Overly excited about Apocolypse, I've been prepping my armies for large point games.  Between bargain bins, trades, and foolish purchases, I've ammassed all four of the IG special characters, yet I've never used any of them.  I ran through the codex, and I came up with a few thoughts.  If anybody has any experience or wisdom they can share, I'd love to hear it.

Creed/Kell:
These guys seem to be the class of the bunch.  For about the cost of a hellhound, you get two independent characters, a regimental standard, and the master strategist rule.  While both models have the Iron Discipline rule, and Kell is mentioned as having "all the priviliges of being an officer, including the Command rule," there is no command rule.  There is the leadership rule that Officers have, and while I assumed that these guys have it, RAW, they do not.
Pros:
  • Second standard, including the regimental (+1 combat res within 6"
  • Kell can die for no points loss
  • Kell is WS5, with 3 base attacks, a power weapon and a power fist.  Coupled with carapace armor and a medallion crimson, he can dish some damage and survive a round of punching from anything not too scary.
  • Creed lets you take the better table edge, or have a 75% chance of winning first turn, both essential to IG
  • Creed puts out a LD 10 bubble (maybe)
  • The two can seperate, putting kell where it is dangerous and Creed where it is safe.
  • Cadian doctrines are decent (ID and sharpshooters are two of the big four, grenadiers, conscripts and stormtroopers aren't awful)
Cons:
  • coupled with a bare bones command HQ, that's 200pts tied into units that can't shoot.
  • without the leadership rule, the duo become far less good.
  • kell is little more than a powerful speedbump
  • Creed is worthless in a fight.
  • You must use the Cadian doctrines to take him
Bottomline:  For any SAFH, the cadian doctrines and Creed offer enhanced leadership support and a disposable countercharge IC for a reasonable price.  The larger the point size of the game, and the table it's played on, the better these guys get.

Commissar Yarrick:
the oldest special character yet in the codex, Yarrick doesn't seem to have a point.  he can't join any squad with an IC, so he can't make a command HQ fearless.  He doesn't provide any strategic advantage like Creed, and while he's punchy in HtH, he's as expensive as a Grey knigh grandmaster, and not nearly as powerful.  The force field is potent, abale to keep him alive from a flurry of small blows, and even powerfists get weakened by it.  It's still only a stall, and while his powerclaw can clear some room, he's going to get dragged down by any dedicated assault squad.

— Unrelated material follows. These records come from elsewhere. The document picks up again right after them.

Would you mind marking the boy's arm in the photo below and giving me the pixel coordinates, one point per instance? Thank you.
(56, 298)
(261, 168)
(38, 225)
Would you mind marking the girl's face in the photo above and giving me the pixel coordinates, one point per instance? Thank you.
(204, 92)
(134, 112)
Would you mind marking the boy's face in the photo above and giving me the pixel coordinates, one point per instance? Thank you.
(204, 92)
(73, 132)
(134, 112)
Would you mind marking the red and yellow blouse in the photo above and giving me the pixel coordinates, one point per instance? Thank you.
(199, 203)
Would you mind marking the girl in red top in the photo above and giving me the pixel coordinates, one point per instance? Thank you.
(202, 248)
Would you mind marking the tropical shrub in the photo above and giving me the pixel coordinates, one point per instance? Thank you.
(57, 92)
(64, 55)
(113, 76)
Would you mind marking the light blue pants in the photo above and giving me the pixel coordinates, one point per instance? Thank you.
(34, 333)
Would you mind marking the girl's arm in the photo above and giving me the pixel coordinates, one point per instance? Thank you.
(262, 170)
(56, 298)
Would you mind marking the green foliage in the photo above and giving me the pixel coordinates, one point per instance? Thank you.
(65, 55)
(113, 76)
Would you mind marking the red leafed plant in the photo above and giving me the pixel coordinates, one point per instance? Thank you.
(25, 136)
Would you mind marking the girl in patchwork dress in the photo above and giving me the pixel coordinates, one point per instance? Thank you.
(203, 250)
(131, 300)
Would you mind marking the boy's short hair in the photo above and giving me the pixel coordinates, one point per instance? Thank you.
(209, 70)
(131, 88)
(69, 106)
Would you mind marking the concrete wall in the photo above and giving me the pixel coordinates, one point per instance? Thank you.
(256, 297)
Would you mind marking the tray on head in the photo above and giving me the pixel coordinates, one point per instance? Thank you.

Bottomline: Just not worth it.

Gaunt:
the cheapest of the special characters, Gaunt provides his greatest benefit to a Tanith army, granting +1 attack to all tanith models when he charges into HtH.  Even in a standard army, he gets 6 attacks on the charge at WS5 and S4, he can make any squad he joins fearless, and He gets the leadership rule, sharing LD 10 in a 12" bubble.  There are some nasty combos you can use with this guy, from attaching him to an anti-tank squad to keep them from breaking, to using him solo to provide LD and countercharge to a flank, to simply keeping him around to keep the command HQ fearless. 

Bottomline: While limited by the nature of IG statlines, he's cheap enough to provide plenty of utility, even to a non-tanith army.  While not as punchy as RRs, he's far safer from shooting.

Last Chancers:
This box set was the first IG models I painted, and I've still never used them.  The current rules seem cool, but far too complicated for a review.

Feel free to agree, disagree, point out things I missed, etc.